Opposition leaders have called for the Junior Health Minister, Tim O'Malley, to be sacked following a controversial interview on Prime Time Investigates last night.
The RTÉ programme highlighted a lack of mental health services for children.
In the Dáil, Taoiseach Bertie Ahern said Mr O'Malley was doing his job to the best of his ability, and he was not going to 'jump over something he said in an interview'.
Mr Ahern said money was being provided to set up eight extra mental health teams for children and adolescents, and that another 32 would be put in place in coming years.
The Health Service Executive has said that there is no benefit or incentive for health professionals working in the mental health services in having long waiting lists.
Martin Rogan of the HSE told RTÉ News that staff find it very difficult and distressing to have long waiting lists for children and adolescents requiring assessment and treatment.
He said services were improving and that around €800 million will be secured for services over the coming years with the sale of old psychiatric buildings and lands.

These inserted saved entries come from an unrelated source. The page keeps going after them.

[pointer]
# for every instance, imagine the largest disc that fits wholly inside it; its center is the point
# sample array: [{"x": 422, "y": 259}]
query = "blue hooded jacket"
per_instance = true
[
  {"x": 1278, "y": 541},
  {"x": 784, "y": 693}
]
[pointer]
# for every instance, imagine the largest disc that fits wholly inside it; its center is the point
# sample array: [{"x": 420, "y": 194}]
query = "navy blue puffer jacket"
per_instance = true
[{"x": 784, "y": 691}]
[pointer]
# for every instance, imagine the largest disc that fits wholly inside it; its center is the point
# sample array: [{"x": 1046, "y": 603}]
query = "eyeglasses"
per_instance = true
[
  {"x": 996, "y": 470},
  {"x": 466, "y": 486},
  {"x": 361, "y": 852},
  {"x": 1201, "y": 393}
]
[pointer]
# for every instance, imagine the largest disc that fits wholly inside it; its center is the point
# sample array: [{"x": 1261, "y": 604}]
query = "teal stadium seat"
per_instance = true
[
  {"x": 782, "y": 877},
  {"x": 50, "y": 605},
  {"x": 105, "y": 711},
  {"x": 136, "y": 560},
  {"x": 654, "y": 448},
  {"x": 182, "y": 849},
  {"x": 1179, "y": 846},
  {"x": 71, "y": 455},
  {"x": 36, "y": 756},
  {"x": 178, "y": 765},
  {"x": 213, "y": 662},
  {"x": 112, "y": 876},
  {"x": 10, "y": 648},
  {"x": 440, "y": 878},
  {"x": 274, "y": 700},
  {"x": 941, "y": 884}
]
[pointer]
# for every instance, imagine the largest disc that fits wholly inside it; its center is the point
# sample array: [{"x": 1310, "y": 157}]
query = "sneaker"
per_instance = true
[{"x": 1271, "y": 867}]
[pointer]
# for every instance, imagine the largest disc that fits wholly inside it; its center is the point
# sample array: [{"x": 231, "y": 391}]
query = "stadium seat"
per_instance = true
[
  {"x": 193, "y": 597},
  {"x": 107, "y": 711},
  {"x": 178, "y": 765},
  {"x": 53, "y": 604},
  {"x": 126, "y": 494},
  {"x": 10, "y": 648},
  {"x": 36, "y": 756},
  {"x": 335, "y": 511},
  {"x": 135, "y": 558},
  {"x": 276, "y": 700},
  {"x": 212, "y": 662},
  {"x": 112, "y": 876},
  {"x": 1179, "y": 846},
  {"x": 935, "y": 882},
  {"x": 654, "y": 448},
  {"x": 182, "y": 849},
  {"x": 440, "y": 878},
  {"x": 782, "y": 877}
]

Mr Rogan was responding to a claim by Mr O'Malley that some people liked to have waiting lists as it made them feel powerful.
The Irish Hospital Consultants' Association is seeking an early meeting with Mr O'Malley over the remarks.
In a letter to the minister today, the IHCA said the statements were a cause of grave concern.
It said it wanted to discuss the allegation that waiting lists were an artificial creation to give certain professionals within the service a sense of power.
Mr O'Malley said today that he would ask the HSE to explain its waiting lists for mental health services for children.
Programme highlights waiting times
The Prime Time Investigates programme highlighted HSE figures released under the Freedom of Information Act that revealed the extent of the mental health crisis.
Over 3,000 children under 16 are on waiting lists just to get a diagnosis. How long a child is forced to wait depends on where he or she lives.
In Dublin, they may wait for up to two years; in Mayo it is three and a half years.
In Carlow/Kilkenny it can take nearly four years and in Kerry a child who goes on a waiting list on his fifth birthday may not get a diagnosis until he is nine and a half.
The programme claimed that almost one in five children suffers a serious psychological disorder.
In one survey, one in eight children had a behavioural problem such as Attention Deficit Hyperactivity Disorder (ADHD), one in 12 suffered an anxiety disorder and one in 50 depression.